For their part, U.S. officials have expressed concern over the alleged infiltration of Pakistan's intelligence services by Islamic extremists, as well as growing anti-American sentiment in Pakistan, among other things.
They've also expressed concern about Afridi being jailed without charges.
"This was one small piece of a very large intelligence effort," the U.S. official said. "People need to put this into some perspective."
The recommendation is "a short-sighted move to gain leverage by the Pakistanis in a troubled U.S.-Pakistan relationship," said Fran Townsend, a former national security official in George W. Bush's administration. "They're obviously angry at the U.S. for the bin Laden raid, and this is just another way they can express their anger."
"Each time one side does something to insult the other ... it undermines the ability to rebuild trust between the two sides," Townsend said. "Every public move (such as the recommended treason charge) makes the private ability to negotiate a path forward harder."
Michael Rubin, a national security analyst at the conservative American Enterprise Institute, called the continuing uproar over the bin Laden raid the latest "in a long line of reasons for Pakistan being angry at the United States."

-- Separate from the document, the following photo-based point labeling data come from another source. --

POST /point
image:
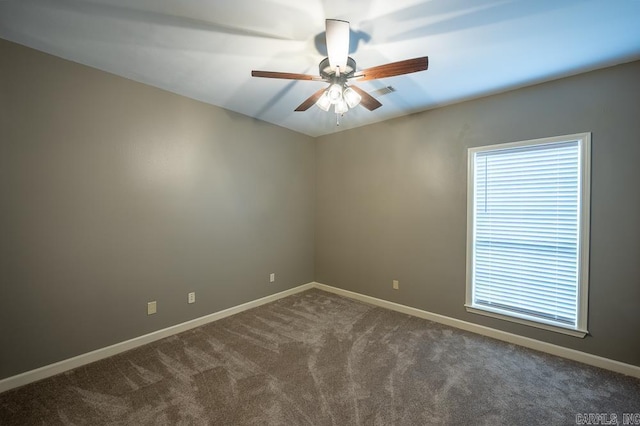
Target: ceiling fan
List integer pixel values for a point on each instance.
(338, 69)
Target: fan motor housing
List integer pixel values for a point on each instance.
(328, 73)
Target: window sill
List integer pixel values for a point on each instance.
(499, 315)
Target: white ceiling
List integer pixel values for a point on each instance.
(206, 49)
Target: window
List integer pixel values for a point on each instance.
(528, 232)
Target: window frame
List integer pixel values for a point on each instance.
(584, 224)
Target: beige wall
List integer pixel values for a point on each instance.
(391, 201)
(115, 193)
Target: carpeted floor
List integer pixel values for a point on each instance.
(319, 359)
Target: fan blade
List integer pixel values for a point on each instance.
(286, 75)
(310, 100)
(367, 101)
(395, 68)
(337, 33)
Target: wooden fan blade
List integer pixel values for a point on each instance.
(285, 75)
(368, 101)
(310, 100)
(395, 68)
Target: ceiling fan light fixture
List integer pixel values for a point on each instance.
(351, 97)
(323, 102)
(341, 107)
(335, 93)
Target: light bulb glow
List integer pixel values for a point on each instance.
(352, 97)
(323, 102)
(335, 93)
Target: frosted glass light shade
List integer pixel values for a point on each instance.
(335, 93)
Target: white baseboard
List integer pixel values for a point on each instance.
(572, 354)
(89, 357)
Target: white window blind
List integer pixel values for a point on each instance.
(526, 231)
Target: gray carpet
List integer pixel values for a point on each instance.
(319, 359)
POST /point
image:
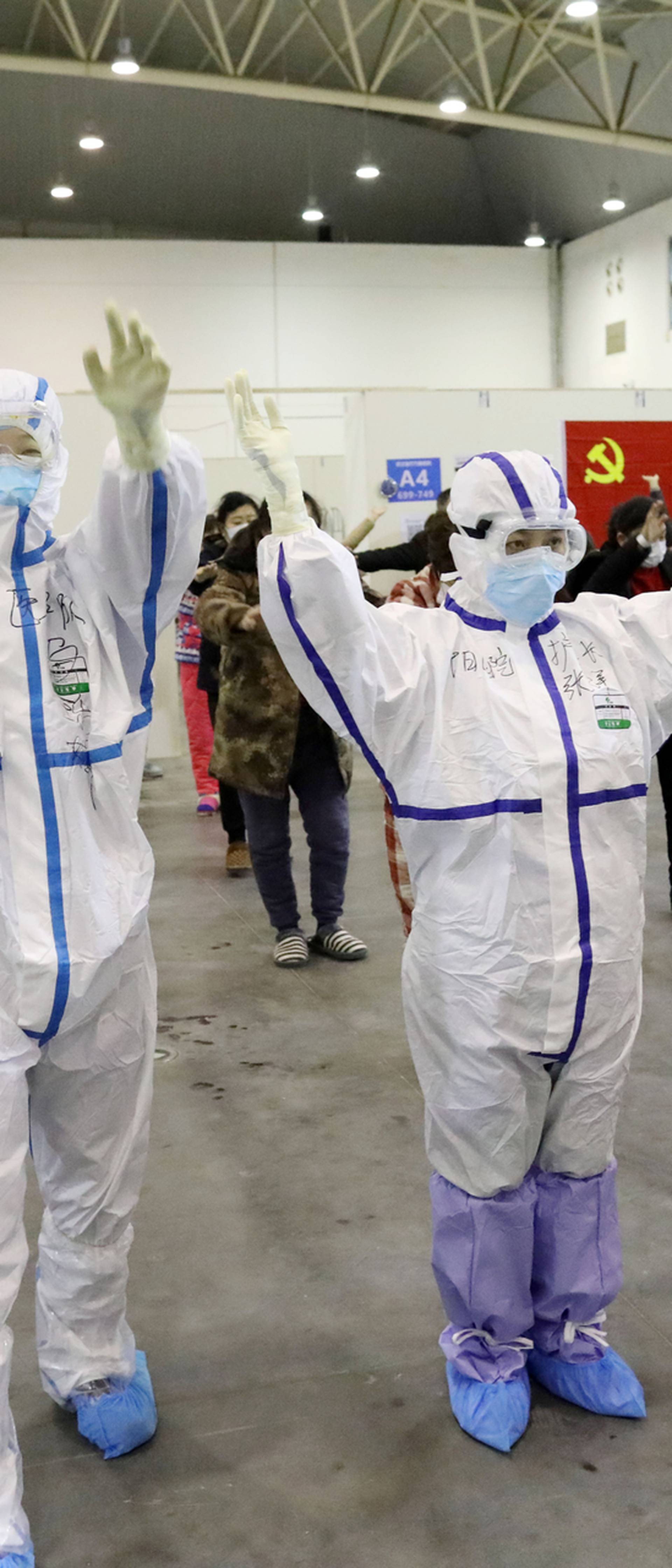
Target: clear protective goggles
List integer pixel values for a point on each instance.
(510, 537)
(30, 419)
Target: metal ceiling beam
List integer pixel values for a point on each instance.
(330, 44)
(575, 40)
(552, 57)
(649, 92)
(482, 57)
(387, 63)
(353, 48)
(107, 18)
(73, 29)
(58, 22)
(460, 68)
(337, 98)
(367, 20)
(32, 26)
(200, 32)
(605, 80)
(530, 62)
(262, 18)
(160, 29)
(218, 37)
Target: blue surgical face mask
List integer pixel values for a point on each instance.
(524, 589)
(18, 485)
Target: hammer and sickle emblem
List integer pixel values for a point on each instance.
(611, 468)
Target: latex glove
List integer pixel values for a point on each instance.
(657, 521)
(270, 451)
(134, 391)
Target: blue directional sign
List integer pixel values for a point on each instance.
(419, 479)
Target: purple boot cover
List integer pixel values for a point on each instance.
(483, 1265)
(577, 1263)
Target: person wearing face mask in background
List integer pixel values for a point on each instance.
(635, 559)
(234, 512)
(514, 741)
(79, 622)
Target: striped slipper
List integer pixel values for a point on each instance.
(292, 951)
(339, 945)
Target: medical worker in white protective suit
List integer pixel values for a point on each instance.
(514, 742)
(79, 620)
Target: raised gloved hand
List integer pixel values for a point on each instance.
(270, 451)
(134, 390)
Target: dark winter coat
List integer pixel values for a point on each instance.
(611, 570)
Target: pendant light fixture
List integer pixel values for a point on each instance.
(124, 63)
(535, 239)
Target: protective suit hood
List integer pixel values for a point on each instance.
(30, 404)
(505, 490)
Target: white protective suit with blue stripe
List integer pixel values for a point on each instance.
(518, 763)
(79, 622)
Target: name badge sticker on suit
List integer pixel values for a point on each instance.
(611, 711)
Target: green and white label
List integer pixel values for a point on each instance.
(71, 687)
(611, 711)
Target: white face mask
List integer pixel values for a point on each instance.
(657, 554)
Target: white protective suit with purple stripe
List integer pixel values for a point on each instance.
(518, 763)
(79, 622)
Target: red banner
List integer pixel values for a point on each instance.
(607, 462)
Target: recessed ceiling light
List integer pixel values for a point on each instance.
(615, 201)
(453, 106)
(124, 63)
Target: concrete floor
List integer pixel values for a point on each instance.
(281, 1280)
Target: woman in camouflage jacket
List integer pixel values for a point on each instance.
(267, 742)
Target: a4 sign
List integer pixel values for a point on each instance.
(419, 479)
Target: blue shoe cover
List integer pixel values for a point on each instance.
(496, 1413)
(123, 1420)
(607, 1387)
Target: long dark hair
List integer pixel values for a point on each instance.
(242, 553)
(629, 518)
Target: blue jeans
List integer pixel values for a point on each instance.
(320, 791)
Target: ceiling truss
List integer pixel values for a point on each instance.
(396, 57)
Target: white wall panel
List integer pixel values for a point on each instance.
(641, 247)
(295, 316)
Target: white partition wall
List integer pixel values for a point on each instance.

"Never have we had an ally with whom we've agreed on so little over such a long period of time," Rubin told CNN, noting U.S.-Pakistani ties dating back to the Eisenhower era. "The bin Laden raid was simply the icing on the cake."

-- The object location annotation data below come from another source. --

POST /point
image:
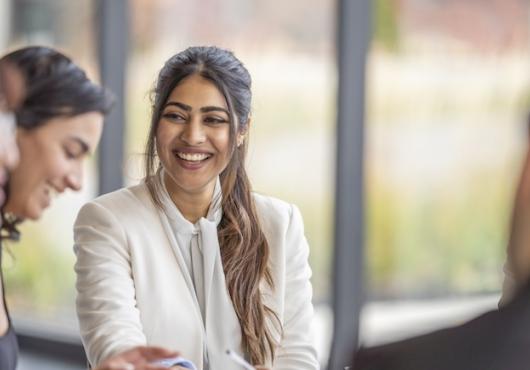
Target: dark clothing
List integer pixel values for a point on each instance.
(8, 342)
(8, 350)
(497, 340)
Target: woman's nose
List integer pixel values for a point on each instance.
(193, 133)
(74, 179)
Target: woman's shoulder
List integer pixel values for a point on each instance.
(124, 201)
(274, 214)
(267, 205)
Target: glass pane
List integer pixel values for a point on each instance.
(448, 97)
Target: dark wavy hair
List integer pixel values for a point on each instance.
(244, 249)
(54, 86)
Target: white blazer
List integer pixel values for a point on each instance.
(132, 288)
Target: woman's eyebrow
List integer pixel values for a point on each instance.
(84, 146)
(214, 109)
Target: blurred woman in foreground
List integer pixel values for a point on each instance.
(59, 119)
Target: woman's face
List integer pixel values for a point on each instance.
(193, 136)
(51, 157)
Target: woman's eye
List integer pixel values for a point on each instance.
(70, 154)
(173, 116)
(215, 120)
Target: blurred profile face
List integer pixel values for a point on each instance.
(11, 94)
(193, 136)
(51, 161)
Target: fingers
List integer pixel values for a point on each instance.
(138, 358)
(145, 354)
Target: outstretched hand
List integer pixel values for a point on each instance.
(138, 358)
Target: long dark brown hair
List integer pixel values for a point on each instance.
(244, 248)
(54, 86)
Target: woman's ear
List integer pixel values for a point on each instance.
(242, 134)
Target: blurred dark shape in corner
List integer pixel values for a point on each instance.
(496, 340)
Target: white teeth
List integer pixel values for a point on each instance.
(193, 157)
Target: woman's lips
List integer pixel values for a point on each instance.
(191, 159)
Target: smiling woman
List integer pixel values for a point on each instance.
(191, 258)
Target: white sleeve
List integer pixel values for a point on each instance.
(106, 306)
(296, 350)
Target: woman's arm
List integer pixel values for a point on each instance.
(517, 267)
(106, 306)
(296, 349)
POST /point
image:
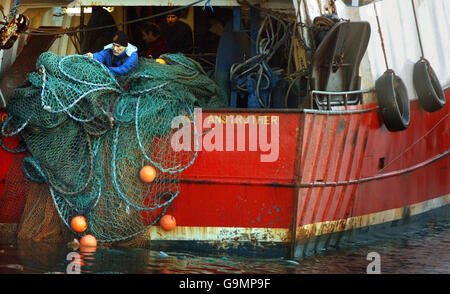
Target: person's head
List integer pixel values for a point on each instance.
(172, 18)
(120, 43)
(150, 32)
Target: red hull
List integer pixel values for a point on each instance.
(336, 171)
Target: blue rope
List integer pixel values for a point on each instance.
(208, 2)
(13, 11)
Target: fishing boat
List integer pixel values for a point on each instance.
(356, 147)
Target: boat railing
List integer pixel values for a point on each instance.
(329, 102)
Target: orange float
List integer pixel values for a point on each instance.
(168, 222)
(147, 174)
(160, 60)
(78, 224)
(88, 241)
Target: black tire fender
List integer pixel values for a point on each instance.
(393, 100)
(428, 88)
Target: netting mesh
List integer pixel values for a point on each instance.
(89, 134)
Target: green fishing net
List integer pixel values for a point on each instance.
(90, 133)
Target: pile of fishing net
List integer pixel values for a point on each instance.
(88, 135)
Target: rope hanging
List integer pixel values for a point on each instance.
(417, 29)
(381, 36)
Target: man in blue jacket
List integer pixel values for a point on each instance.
(119, 56)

But "any doubt Pakistan wasn't knee deep in the bin Laden mess has now been put to rest," Rubin argued. "The fact that they're prosecuting the doctor shows that given a choice between the United States and al Qaeda, Pakistan would rather be an ally with the latter," he said.

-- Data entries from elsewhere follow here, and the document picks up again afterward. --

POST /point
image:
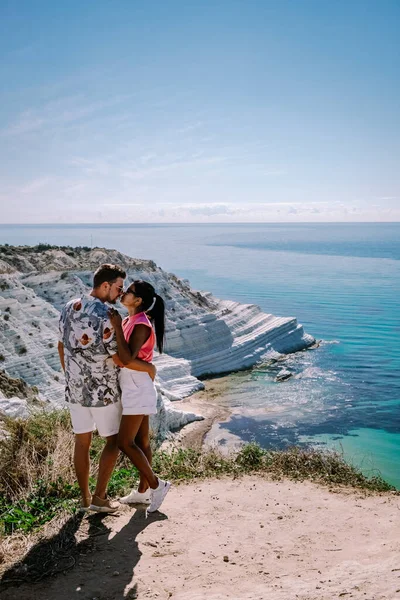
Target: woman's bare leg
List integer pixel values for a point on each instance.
(130, 425)
(143, 441)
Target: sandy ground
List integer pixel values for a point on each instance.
(246, 539)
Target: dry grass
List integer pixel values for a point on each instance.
(37, 479)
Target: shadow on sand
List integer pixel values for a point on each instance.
(99, 566)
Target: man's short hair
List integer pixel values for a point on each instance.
(109, 273)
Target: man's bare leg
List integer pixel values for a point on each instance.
(107, 462)
(82, 464)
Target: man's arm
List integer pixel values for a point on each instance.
(137, 365)
(61, 354)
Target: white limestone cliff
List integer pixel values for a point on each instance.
(203, 336)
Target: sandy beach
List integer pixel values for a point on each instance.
(248, 538)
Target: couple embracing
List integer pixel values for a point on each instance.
(109, 382)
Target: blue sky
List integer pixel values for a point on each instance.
(199, 111)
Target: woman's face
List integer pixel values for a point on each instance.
(129, 298)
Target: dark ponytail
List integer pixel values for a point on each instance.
(146, 292)
(157, 314)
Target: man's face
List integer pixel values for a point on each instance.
(115, 290)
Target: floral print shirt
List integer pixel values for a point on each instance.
(91, 377)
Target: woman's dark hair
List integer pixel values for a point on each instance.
(146, 292)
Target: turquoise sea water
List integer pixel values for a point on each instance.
(341, 281)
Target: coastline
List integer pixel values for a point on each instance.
(208, 402)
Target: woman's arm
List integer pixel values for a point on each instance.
(127, 353)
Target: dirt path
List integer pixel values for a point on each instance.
(245, 539)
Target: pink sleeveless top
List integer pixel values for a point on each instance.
(128, 325)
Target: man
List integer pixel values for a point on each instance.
(86, 347)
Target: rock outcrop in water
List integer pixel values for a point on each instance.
(204, 335)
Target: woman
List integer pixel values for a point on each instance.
(136, 339)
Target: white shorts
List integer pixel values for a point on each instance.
(138, 393)
(106, 419)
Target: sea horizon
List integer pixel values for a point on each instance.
(342, 286)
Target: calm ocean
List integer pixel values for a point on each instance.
(341, 281)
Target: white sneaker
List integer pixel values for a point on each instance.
(136, 497)
(158, 495)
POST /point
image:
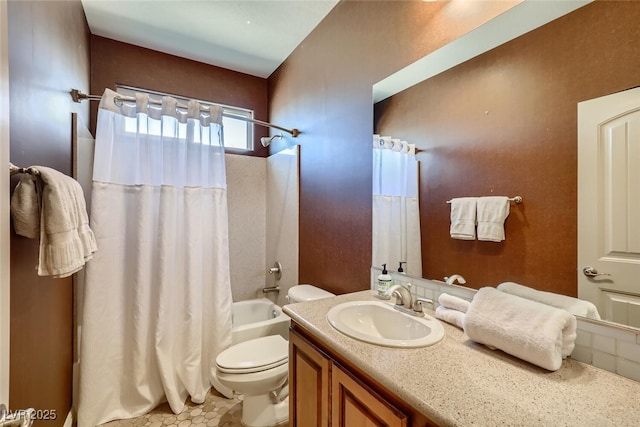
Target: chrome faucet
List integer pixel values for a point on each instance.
(405, 302)
(454, 278)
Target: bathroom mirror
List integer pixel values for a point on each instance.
(502, 120)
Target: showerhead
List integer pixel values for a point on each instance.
(266, 140)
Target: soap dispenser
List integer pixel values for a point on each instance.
(384, 283)
(400, 269)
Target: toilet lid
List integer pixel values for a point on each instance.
(254, 355)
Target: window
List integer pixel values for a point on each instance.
(238, 133)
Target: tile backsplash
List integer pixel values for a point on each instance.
(606, 346)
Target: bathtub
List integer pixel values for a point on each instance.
(257, 318)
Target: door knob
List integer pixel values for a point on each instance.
(592, 272)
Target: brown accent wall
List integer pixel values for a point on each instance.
(48, 55)
(325, 89)
(114, 62)
(505, 123)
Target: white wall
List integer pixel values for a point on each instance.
(4, 209)
(246, 196)
(263, 222)
(282, 219)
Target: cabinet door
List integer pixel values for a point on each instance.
(354, 405)
(309, 372)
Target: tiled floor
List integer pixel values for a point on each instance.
(216, 411)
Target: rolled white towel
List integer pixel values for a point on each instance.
(535, 332)
(450, 301)
(449, 315)
(575, 306)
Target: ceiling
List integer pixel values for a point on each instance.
(250, 36)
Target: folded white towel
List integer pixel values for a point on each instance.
(492, 211)
(66, 241)
(575, 306)
(449, 315)
(463, 218)
(535, 332)
(455, 303)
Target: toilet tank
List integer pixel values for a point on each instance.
(301, 293)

Some analysts, however, draw parallels between Pakistan's possible decision to prosecute Afridi for treason and an earlier U.S. decision to prosecute former U.S. Navy intelligence official Jonathan Pollard on the same charge.
Pollard was caught spying for Israel -- a close U.S. ally -- in 1985. He was ultimately sentenced to life imprisonment.
"Pakistan has a pretty legitimate" case, said Peter Bergen, a national security expert and director of the New America Foundation, a non-partisan Washington think tank. "It doesn't really matter how valid the goal is. That doesn't change the fact that you're spying for a foreign intelligence service."
Why, Bergen asked, "should Pakistan somehow not play by the same rules that a lot of countries play by?"
Bergen called the recent Davis case "seismically important" in Pakistan. It "seemed to confirm a widely held view in Pakistan that a bunch of people working for CIA are wandering around their country."
"That's the context in which (the recommendation of treason charges) is happening," he said.
Is there anything the U.S. government can do to help Afridi?
"The U.S. finds itself with very little leverage" in this case because Afridi is a Pakistani national, Townsend said, drawing a contrast to Davis' situation. A solution can be found, she argued, but "I expect the Pakistanis will exact some price for this."
It's possible, Bergen said, that Afridi "may just become a bargaining chip at some point."
Regardless of the circumstances, U.S. policymakers have an obligation to do what they can to help Afridi, Rubin asserted.
"It's not just about this man. It's about signaling we'll protect anyone who comes forward to assist our fight against terrorism," Rubin said. "Bin Laden is dead, but there's always going to be a new bin Laden out there. We'll always need help like this doctor provided."